Machine learning puts a new spin on spin models

Researchers from Tokyo Metropolitan University have used machine learning to analyze spin models, which are used in physics to study phase transitions. Previous work showed that an image/handwriting classification model could be applied to distinguish states in the simplest models. The team showed the approach is applicable to more complex models and found that an AI trained on one model and applied to another could reveal key similarities between distinct phases in different systems.
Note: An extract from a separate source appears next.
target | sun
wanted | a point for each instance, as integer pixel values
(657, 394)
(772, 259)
Machine learning and artificial intelligence (AI) are revolutionizing how we live, work, play, and drive. Self-driving cars, the algorithm that beat a Go grandmaster and advances in finance are just the tip of the iceberg of a wide range of applications now having a significant impact on society. AI is also making waves in scientific research. A key attraction of these algorithms is that they can be trained with pre-classified data (e.g., images of handwritten letters) and be applied to classify a much wider range of data.

In the field of condensed matter physics, recent work by Carrasquilla and Melko (Nature Physics (2017) 13, 431-434) has shown that neural networks, the same kind of AI used to interpret handwriting, could be used to distinguish different phases of matter (e.g., gas, liquid and solids) in simple physical models. They studied the Ising model, the simplest model for the emergence of magnetism in materials. A lattice of atoms with a spin (up or down) has an energy that depends on the relative alignment of adjacent spins. Depending on the conditions, these spins can line up into a ferromagnetic phase (like iron) or assume random directions in a paramagnetic phase. Usually, studies of this kind of system involve analyzing some averaged quantity (e.g., the sum of all the spins). The fact that an entire microscopic configuration can be used to classify a phase presented a genuine paradigm shift.

Now, a team led by Professors Hiroyuki Mori and Yutaka Okabe of Tokyo Metropolitan University are collaborating with the Bioinformatics Institute in Singapore to take this approach to the next level. In its existing form, the method of Carrasquilla and Melko cannot be applied to more complex models than the Ising model. For instance, take the q-state Potts model, where atoms can take one of q states instead of just "up" or "down." Though it also has a phase transition, telling the phases apart is not trivial. In fact, in the case of a five-state model, there are 120 states that are physically equivalent. To help an AI tell the phases apart, the team gave it more microscopic information, specifically, how the state of a particular atom relates to the state of another atom some distance away, or how the spins correlate over separation. Having trained the AI with many of these correlation configurations for three- and five-state Potts models, they found that it could correctly classify phases and identify the temperature where the transition took place. The researchers could also correctly account for the number of points in their lattice, the finite-size effect.

Having demonstrated that their method works, they tried the same approach on a q-state clock model, where spins adopt one of q orientations on a circle. When q is greater than or equal to five, there are three phases that the system can take: an ordered low-temperature phase, a high-temperature phase, and a phase in between known as the Berezinskii-Kosterlitz-Thouless (BKT) phase, the investigation of which won John M. Kosterlitz, David J. Thouless and Duncan Haldane the 2016 Nobel Prize for Physics. They successfully trained an AI to tell the three phases apart with a six-state clock model. When they applied it to configurations from a four-state clock model, in which only two phases are expected, they discovered that the algorithm could classify the system as being in a BKT phase near the phase transition. This demonstrates that there is a deep connection between the BKT phase and the critical phase arising at the smooth 'second-order' phase transition point in the four-state system.

The method presented by the team is generally applicable to a wide range of scientific problems. A key part of physics is universality, identifying traits in seemingly unrelated systems or phenomena that give rise to unified behavior. Machine learning is uniquely suited to tease these features out of the most complex models and systems, letting scientists take a peek at the deep connections that govern nature and our universe.